There were detectable but small differences in the behavior of agents with different IDs. The table shows the number of timesteps that each agent spent carrying each item. This is a simple way to quantify the difference in preferences for behavioral modes or tasks. A chi-squared test of independence showed a significant relationship between the ID number and item-carried \(\chi^2(6, N=3611996 (300 episodes)) = 1425, p<2E-16\). This means the proportion of time spent in each mode differed significantly between agents.

Fig. Observed \(f_o\) and expected \(f_e\) frequencies of timesteps each agent spent carrying each item. Expected is computed assuming independence of the variables.

Surprisingly, I found that when making all agent ID’s identicle (using the same neural network, but providing the same ID as input to all agents), there is still a significant irregularity in the proportions that each agent spent in each mode. When all agents IDs are set to 0, \(\chi^2(6, N=3611996 (300 episodes)) = 489, p<2E-16\). When all agents IDs are set to 1, \(\chi^2(6, N=3659996 (300 episodes)) = 674, p<2E-16\). This suggests a natural variation in agents’ roles between episodes. Fig The fractional difference in observed behavioral mode frequencies from expected frequencies. Positive/negative values indicate the agent performed that mode more/less often than what would be expected under the assumption that the frequency of a mode is independent of the agent. Top: all IDs are unique (=0,1,2,3), middle: all IDs set to 0, bottom: all IDs set to 1.

Group performance did not benefit from increased specialization

As in the previous result, I tested the condition of forcing all IDs to be A) unique (0,1,2,3), B) all equal to 0, and C) all equal to 1. Allowing agents to exhibit their slightly different behaviors did not improve performance. Fig. Distribution of cumulative rewards (over all agents within one episode). Each point represents reward for one episode. N=300 episodes.

The three behavioral modes shown by the observation vectors’ data manifold

To create a more rich representation of the distinct behavioral modes, I extracted each agent’s observations over the course of a single episode. I then used isomap to perform dimensionality reduction on this data. I found that parts of the agent’s trajectory when it was carrying different items lied on different sections of this observation data manifold (Fig.). The agents were also moving in opposite directions during the item-carried=0 and item-carried=2 modes, in order to receive and deliver the items properly.
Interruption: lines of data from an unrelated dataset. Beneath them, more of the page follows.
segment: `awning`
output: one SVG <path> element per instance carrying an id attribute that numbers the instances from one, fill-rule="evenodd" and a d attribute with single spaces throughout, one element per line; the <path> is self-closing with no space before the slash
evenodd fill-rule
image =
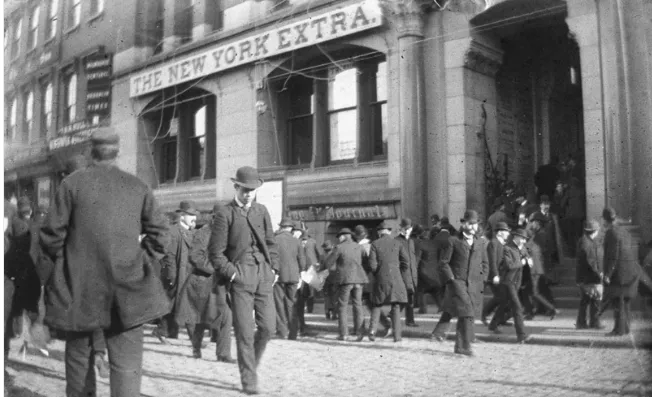
<path id="1" fill-rule="evenodd" d="M 503 0 L 473 17 L 471 25 L 482 30 L 512 30 L 510 27 L 522 27 L 528 21 L 566 12 L 564 0 Z"/>

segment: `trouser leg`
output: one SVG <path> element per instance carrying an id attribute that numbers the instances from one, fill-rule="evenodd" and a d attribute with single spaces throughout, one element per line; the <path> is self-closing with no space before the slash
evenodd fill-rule
<path id="1" fill-rule="evenodd" d="M 597 299 L 590 299 L 588 302 L 589 306 L 589 326 L 591 328 L 600 328 L 600 301 Z"/>
<path id="2" fill-rule="evenodd" d="M 508 284 L 506 287 L 509 307 L 512 310 L 512 316 L 514 316 L 514 328 L 516 329 L 516 336 L 523 337 L 525 336 L 525 326 L 523 324 L 523 308 L 521 307 L 521 302 L 518 299 L 518 291 L 516 290 L 516 286 L 513 284 Z"/>
<path id="3" fill-rule="evenodd" d="M 106 339 L 104 338 L 104 330 L 96 329 L 93 331 L 91 336 L 91 345 L 93 347 L 93 353 L 106 353 Z"/>
<path id="4" fill-rule="evenodd" d="M 285 284 L 274 285 L 274 306 L 276 307 L 276 334 L 283 338 L 288 336 L 288 319 L 285 311 Z"/>
<path id="5" fill-rule="evenodd" d="M 271 271 L 271 270 L 270 270 Z M 296 286 L 295 286 L 296 288 Z M 261 280 L 254 294 L 254 311 L 256 313 L 256 333 L 254 335 L 254 357 L 256 368 L 265 353 L 267 342 L 274 330 L 274 301 L 272 283 Z"/>
<path id="6" fill-rule="evenodd" d="M 550 303 L 540 292 L 540 276 L 538 274 L 532 275 L 532 297 L 536 302 L 546 308 L 547 311 L 554 311 L 555 306 Z"/>
<path id="7" fill-rule="evenodd" d="M 435 325 L 432 334 L 445 338 L 446 331 L 448 331 L 448 328 L 450 327 L 451 318 L 452 317 L 448 312 L 443 312 L 441 317 L 439 317 L 439 321 L 437 322 L 437 325 Z"/>
<path id="8" fill-rule="evenodd" d="M 297 332 L 299 331 L 300 319 L 298 312 L 303 314 L 300 305 L 297 305 L 297 296 L 300 293 L 297 293 L 297 284 L 287 284 L 285 287 L 285 313 L 287 314 L 289 334 L 290 339 L 297 338 Z"/>
<path id="9" fill-rule="evenodd" d="M 369 334 L 376 335 L 376 331 L 378 329 L 378 320 L 380 319 L 380 312 L 382 309 L 382 306 L 372 306 L 371 319 L 369 320 Z"/>
<path id="10" fill-rule="evenodd" d="M 338 289 L 338 299 L 337 299 L 337 311 L 338 311 L 338 329 L 340 332 L 340 337 L 345 338 L 348 335 L 348 305 L 349 305 L 349 295 L 353 289 L 353 284 L 342 284 Z"/>
<path id="11" fill-rule="evenodd" d="M 66 333 L 66 396 L 96 395 L 90 332 Z"/>
<path id="12" fill-rule="evenodd" d="M 219 318 L 215 338 L 215 354 L 217 358 L 231 358 L 231 308 L 218 305 Z"/>
<path id="13" fill-rule="evenodd" d="M 408 301 L 405 305 L 405 323 L 414 323 L 414 291 L 408 292 Z"/>
<path id="14" fill-rule="evenodd" d="M 580 293 L 580 307 L 577 309 L 577 320 L 575 320 L 575 326 L 578 328 L 586 328 L 586 309 L 589 306 L 591 298 L 584 292 L 584 290 L 581 290 Z"/>
<path id="15" fill-rule="evenodd" d="M 614 307 L 614 329 L 613 332 L 619 335 L 625 333 L 625 299 L 622 297 L 613 298 Z"/>
<path id="16" fill-rule="evenodd" d="M 143 368 L 143 327 L 108 332 L 106 344 L 111 366 L 111 397 L 139 396 Z"/>
<path id="17" fill-rule="evenodd" d="M 455 329 L 455 351 L 470 351 L 473 340 L 473 317 L 458 317 Z"/>
<path id="18" fill-rule="evenodd" d="M 498 308 L 500 303 L 500 298 L 498 297 L 498 286 L 495 284 L 489 284 L 489 289 L 493 295 L 489 302 L 482 308 L 482 317 L 488 317 L 494 310 Z"/>
<path id="19" fill-rule="evenodd" d="M 362 335 L 364 333 L 362 326 L 362 322 L 364 321 L 364 309 L 362 308 L 362 284 L 353 284 L 351 298 L 353 301 L 353 323 L 355 324 L 356 334 Z"/>
<path id="20" fill-rule="evenodd" d="M 231 305 L 240 380 L 245 387 L 255 387 L 258 384 L 258 379 L 254 354 L 254 319 L 251 315 L 254 310 L 254 293 L 246 291 L 242 284 L 232 284 Z"/>
<path id="21" fill-rule="evenodd" d="M 402 340 L 402 324 L 401 324 L 401 311 L 402 304 L 392 303 L 392 326 L 394 327 L 394 342 L 400 342 Z"/>
<path id="22" fill-rule="evenodd" d="M 15 286 L 14 281 L 5 276 L 4 297 L 5 297 L 5 365 L 7 365 L 7 355 L 9 354 L 9 343 L 11 341 L 11 309 L 14 299 Z"/>
<path id="23" fill-rule="evenodd" d="M 302 285 L 301 288 L 295 288 L 295 299 L 294 299 L 294 311 L 296 314 L 297 320 L 297 330 L 302 331 L 306 327 L 306 316 L 305 316 L 305 307 L 306 307 L 306 296 L 304 294 L 305 285 Z"/>
<path id="24" fill-rule="evenodd" d="M 309 285 L 306 285 L 306 289 L 308 290 L 308 297 L 306 298 L 306 311 L 308 313 L 312 313 L 314 306 L 315 306 L 315 294 L 317 291 Z M 302 323 L 302 325 L 305 326 L 305 322 Z"/>
<path id="25" fill-rule="evenodd" d="M 507 315 L 507 311 L 509 310 L 509 300 L 507 297 L 507 286 L 505 285 L 499 285 L 497 288 L 497 306 L 498 308 L 496 309 L 496 313 L 494 316 L 491 318 L 491 322 L 489 323 L 489 329 L 490 330 L 495 330 L 498 328 L 500 324 L 502 324 L 505 321 L 505 316 Z"/>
Fig. Each point represents one observation of one agent during a single episode containing 4 agents. Red: carrying item 2, green: carryin item 1, blue: empty-handed.

Fig. Same data as above, viewed from the same angle, but colorized by the x component of the agent’s forward-facing vector. Agents were moving towards the sink box (+x) when carrying item 2 and moving towards the source box (-x) when empty handed in order to obtain a new item 1.

Discussion and Conclusion

While I had suspected that providing ID numbers would cause agents to learn different policies, these policies were not different enough to cause agents to specialize strongly on any particular behavior. This makes sense considering that there is no real benefit to developing different behaviors in this problem. There is no clear advantage gained by having a preference for actions that would lead to one type of behavior over the other.

Fig. Item-carried over time for each of the 4 agents in inference mode. The pattern of switching tends to be chaotic and lacks any periodicity.

The overall behavior is more “messy” than I had predicted. With a set of 4 agents, you could imagine an optimal solution to this problem in which agents form an ocillatory pattern. Two of the agents might consistently grab item 1, pass it, and then walk back to the source box and repeat. The other two could then focus on receiving item 2 and depositing it in a repeating cycle that is matched in phase with the first two agents.

This does not happen; the agents actions are noisy and not always perfect. This makes them look a lot more like a real-life group of people trying their best to coordinate themselves. Despite being far from a mathematically perfect cycle, a system like this is probably much more adaptive. Embracing that chaos is a positive step towards intelligent multi-agent systems.